Quelles que soient les mesures qui y sont contenues, ce fut un soulagement lorsque le budget 2024 a finalement été déposé.
Un répit enfin du mal de tête national provoqué par des discussions sans fin sur ce qu’il y aurait ou n’allait pas y avoir.
Après la grande révélation, le Dáil Éireann est passé à autre chose.
Une libération miséricordieuse. Ou peut être pas.
Le temps des discussions était terminé.
L’heure de parler était arrivée.
Du pronostic à l’autopsie, les politiciens n’ont pas hésité une seconde.
Mardi, c'était le double acte de Michael McGrath et Paschal Donohoe et de leurs homologues de l'opposition. Les ministres et les porte-parole sont passés sous le feu des projecteurs.
Les chefs de leur parti étaient cantonnés à des rôles de non-parole – des actes de soutien silencieux à des fins décoratives uniquement pendant que les subalternes avaient leur moment.
L'ordre naturel a été rétabli mercredi lorsque l'après-midi a été consacrée aux dirigeants et à leurs réflexions.
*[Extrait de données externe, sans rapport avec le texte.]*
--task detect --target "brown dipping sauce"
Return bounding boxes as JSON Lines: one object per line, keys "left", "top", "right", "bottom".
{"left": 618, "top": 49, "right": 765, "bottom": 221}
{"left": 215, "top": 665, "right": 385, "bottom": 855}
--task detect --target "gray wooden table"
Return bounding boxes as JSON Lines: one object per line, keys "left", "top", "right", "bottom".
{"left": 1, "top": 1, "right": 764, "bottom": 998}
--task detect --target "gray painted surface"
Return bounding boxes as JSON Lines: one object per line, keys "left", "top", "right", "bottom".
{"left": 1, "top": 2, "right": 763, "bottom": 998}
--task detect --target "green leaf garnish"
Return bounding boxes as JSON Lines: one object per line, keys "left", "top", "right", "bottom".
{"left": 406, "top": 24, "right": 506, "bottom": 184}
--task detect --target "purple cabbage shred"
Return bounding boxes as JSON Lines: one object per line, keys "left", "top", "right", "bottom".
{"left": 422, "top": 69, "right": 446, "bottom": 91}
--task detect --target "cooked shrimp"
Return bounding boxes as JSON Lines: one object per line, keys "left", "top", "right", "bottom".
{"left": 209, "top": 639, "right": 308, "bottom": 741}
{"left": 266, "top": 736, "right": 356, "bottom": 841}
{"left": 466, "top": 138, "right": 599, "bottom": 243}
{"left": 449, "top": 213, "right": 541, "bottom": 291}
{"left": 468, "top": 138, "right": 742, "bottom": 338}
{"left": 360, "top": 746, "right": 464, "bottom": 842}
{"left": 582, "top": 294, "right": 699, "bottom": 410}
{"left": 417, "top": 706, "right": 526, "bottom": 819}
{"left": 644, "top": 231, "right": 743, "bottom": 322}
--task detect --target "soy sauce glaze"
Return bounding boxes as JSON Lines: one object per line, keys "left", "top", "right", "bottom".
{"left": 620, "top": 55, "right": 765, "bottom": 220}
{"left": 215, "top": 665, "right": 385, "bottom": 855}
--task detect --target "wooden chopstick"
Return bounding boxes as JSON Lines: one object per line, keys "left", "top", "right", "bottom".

Le Taoiseach Leo Varadkar a été informé qu'il disposait de 20 minutes de temps de parole, ce qui semblait un objectif optimiste après avoir commencé par une anecdote captivante sur William T Cosgrave présentant le premier budget du Dáil en 1923 et quelque chose à voir avec Ardnacrusha et l'énergie hydroélectrique et un jeune ingénieur de Drogheda qui a travaillé chez Siemens en Allemagne et comment « l'Irlande est pleinement maître de son propre destin ».
Il y avait un ton de résignation lasse de la part des dirigeants de la coalition avant les secousses de l'opposition. Mais même s’ils n’attendaient aucun remerciement ou appréciation de la part des ingrats d’en face, ils ont quand même présenté les points forts de leur enveloppe de 14 milliards d’euros, à la non-délectation de Mary Lou McDonald et à un défilé d’orateurs tout aussi peu impressionnés qui l’ont suivie.
"Nous connaissons le principe à ce stade", a haussé les épaules du Taoiseach. « Les partis d’opposition ont dressé une longue liste de façons de dépenser l’argent disponible. Bien avant que nous publiions le budget, ils disent que nous avons fait les mauvais choix et que le paquet ne va pas assez loin.»
Plus tard au cours de la procédure, Michael Collins (Rural Independents) a fait valoir un argument valable à propos du mécontentement du gouvernement face à la...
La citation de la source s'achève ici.